As any member of Brown’s bands through the decades knows, you had to be on your feet and mental game at all times. No show had a written set list. The boss might decide to shift tempos, call out a soloist, or change up tunes from night to night with sonic curveballs decided on a whim. Band members were expected to interpret all of this mostly through Brown’s hand gestures on R&B classics like "I Got You (I Feel Good)," "Get Up (I Feel Like Being) A Sex Machine," "Please, Please, Please," "It's a Man's Man's Man's World," "Super Bad," and "Living in America."
If a band member would protest that they were playing it just like the record that hundreds or thousands in the audience had grown to know, the mercurial Brown’s answer would always be the same: “they cut it wrong.”
Those same hand gestures could censure a player who hit a bum note or didn’t have enough shine on their shoes or ironing on their tuxedos (which in many cases didn’t even belong to the player). A flash of five fingers meant a $5 fine. If Brown repeated the gesture five times, that was $25 deducted from the evening’s pay. Wood saw band members hired, fired, quit, and rehired all on the same tour.
As a longhaired white player in a mostly black band, Wood says he got plenty of good natured ribbing, but learned a lot in his “Trial by Funk.” Brown would be known for fining bassists and guitarists for strumming on a upstroke instead of the R&B sold down stroke – something Brown’s ears could pick up even with his back turned and in the middle of a typically screaming vocal delivery.
“Trying to please him was aiming at a moving target, apparently by design,” Wood offers. Still, he relates plenty of anecdotes where Brown could turn around and do something generous or kind. It appears, according to the old soul song, there is definitely a thin line between love and hate. Wood kept on, though, both to challenge himself and have a steady gig.
Some of his most surprising observations are how old school Brown and his company ran the tours and handled booking and money, even in an age where advancements in technology and organization and buses would have made things far easier, comfortable (for the band – Brown himself traveled in style), and less costly.
Still, any stage that James Brown could play, he did: from tiny clubs and theaters to festival grounds and stadiums – if a promoter had the cash to book and provided the equipment in the rider, James Brown would come. The band played shows in Kuala Lumpur and Conway, Arkansas within 72 hours of each other. And globe-skipping international travel was the norm.
Wood writes frequently of the dichotomy within his boss. “Mr.
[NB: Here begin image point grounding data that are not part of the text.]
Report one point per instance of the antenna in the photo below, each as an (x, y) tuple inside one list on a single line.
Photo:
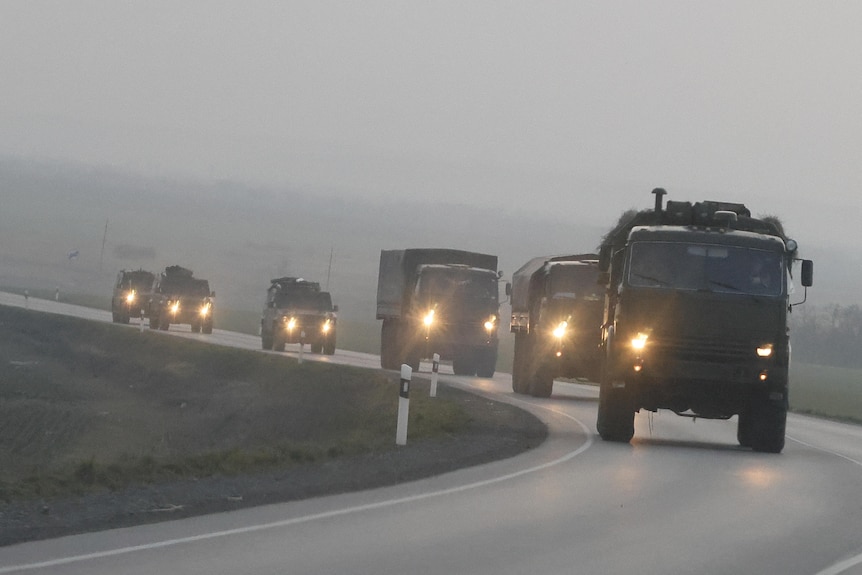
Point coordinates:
[(329, 269)]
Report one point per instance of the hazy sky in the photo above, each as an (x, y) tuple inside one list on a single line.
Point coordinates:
[(551, 106)]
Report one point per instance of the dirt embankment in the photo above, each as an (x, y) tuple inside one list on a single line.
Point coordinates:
[(102, 426)]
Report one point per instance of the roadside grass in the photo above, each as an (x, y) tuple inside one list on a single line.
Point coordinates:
[(87, 406), (825, 391)]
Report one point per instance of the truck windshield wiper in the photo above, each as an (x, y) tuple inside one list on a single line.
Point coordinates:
[(725, 285), (651, 278)]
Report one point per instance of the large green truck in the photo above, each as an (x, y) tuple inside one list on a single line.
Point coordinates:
[(441, 301), (696, 318), (557, 307), (298, 311), (180, 298)]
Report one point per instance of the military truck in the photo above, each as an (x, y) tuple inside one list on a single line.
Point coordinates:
[(179, 297), (132, 292), (557, 308), (440, 301), (695, 321), (295, 306)]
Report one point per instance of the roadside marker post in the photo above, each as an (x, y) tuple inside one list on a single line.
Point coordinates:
[(301, 345), (435, 368), (403, 405)]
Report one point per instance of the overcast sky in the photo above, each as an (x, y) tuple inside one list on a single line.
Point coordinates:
[(547, 106)]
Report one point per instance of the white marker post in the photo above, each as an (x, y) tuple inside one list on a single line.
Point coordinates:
[(435, 368), (403, 405), (301, 345)]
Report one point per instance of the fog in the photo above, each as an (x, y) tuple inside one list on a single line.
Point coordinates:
[(535, 123)]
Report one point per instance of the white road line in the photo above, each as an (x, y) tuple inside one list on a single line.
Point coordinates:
[(314, 517)]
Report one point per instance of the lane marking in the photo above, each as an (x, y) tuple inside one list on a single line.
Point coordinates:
[(318, 516)]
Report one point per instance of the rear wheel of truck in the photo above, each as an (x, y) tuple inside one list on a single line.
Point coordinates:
[(519, 362), (542, 382), (767, 424), (389, 344), (616, 414), (464, 364)]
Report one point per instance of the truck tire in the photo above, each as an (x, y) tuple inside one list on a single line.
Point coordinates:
[(616, 414), (389, 344), (767, 424), (464, 363)]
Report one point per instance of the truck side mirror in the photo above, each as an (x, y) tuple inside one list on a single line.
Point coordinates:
[(807, 273)]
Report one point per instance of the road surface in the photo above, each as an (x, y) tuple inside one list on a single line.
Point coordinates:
[(682, 498)]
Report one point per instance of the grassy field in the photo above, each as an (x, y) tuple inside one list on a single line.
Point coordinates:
[(86, 405)]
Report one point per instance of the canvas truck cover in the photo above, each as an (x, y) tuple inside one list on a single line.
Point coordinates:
[(398, 272), (521, 278)]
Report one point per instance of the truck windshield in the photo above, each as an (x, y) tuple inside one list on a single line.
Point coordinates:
[(457, 284), (302, 300), (575, 282), (708, 267)]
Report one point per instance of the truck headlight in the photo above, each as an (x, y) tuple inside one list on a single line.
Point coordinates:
[(639, 341), (560, 330), (764, 350)]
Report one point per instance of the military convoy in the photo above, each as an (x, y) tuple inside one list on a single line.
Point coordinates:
[(132, 292), (557, 307), (297, 311), (439, 301), (180, 298), (685, 308)]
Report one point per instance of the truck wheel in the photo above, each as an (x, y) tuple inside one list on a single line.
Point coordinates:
[(486, 362), (389, 344), (464, 364), (616, 415), (767, 424), (329, 346)]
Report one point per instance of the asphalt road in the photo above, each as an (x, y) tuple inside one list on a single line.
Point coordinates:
[(682, 498)]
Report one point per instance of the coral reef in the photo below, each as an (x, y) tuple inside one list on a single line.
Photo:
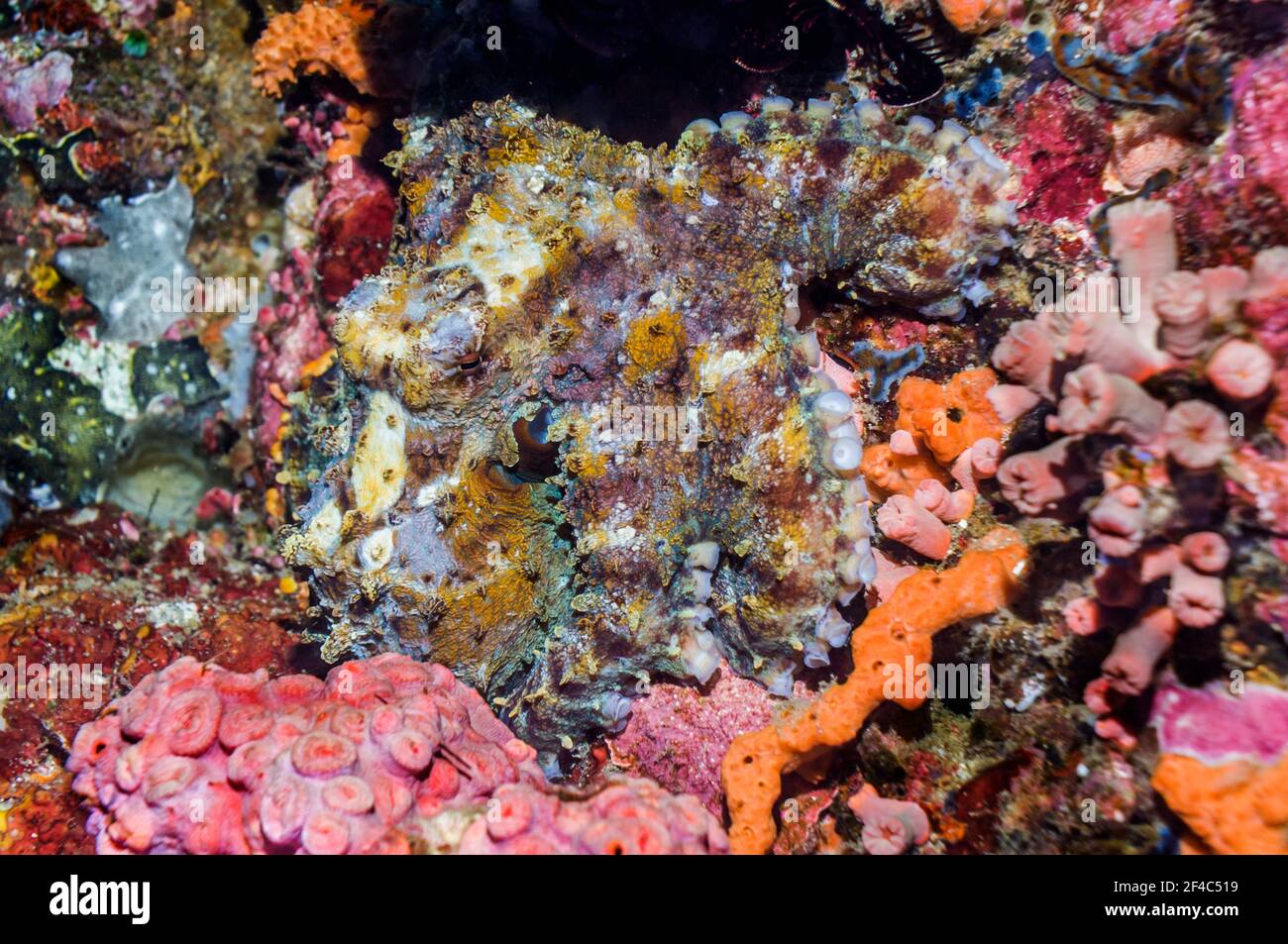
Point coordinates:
[(496, 511), (922, 604), (201, 760), (944, 367), (147, 243)]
Brown could be such a strange mixtures of your friend and your tormentor.” He also calls working for Brown a “dynamic balance of joy and frustration.”
But when the on-stage jabs, the chintzy travel accommodations, shaving of paychecks, and the unwarranted firing of his fellow guitarist became too much, Wood quit right before a show.
He recalls telling Brown in a tense conversation he didn’t want to hear the truth about a lot of things and treated people poorly who had dedicated their professional and in some cases personal lives to him. A year later on Christmas Day, 2006, James Brown died.
Working for the Man may sound like an axe-grinding book on the surface, but it truly is not. Wood balances his admiration and admonition for James Brown, and presents it in a factual way. And it’s a great peek behind the curtain of the Hardest Working Man in Show Business who, it seems also had the Hardest Working Band in Show Business.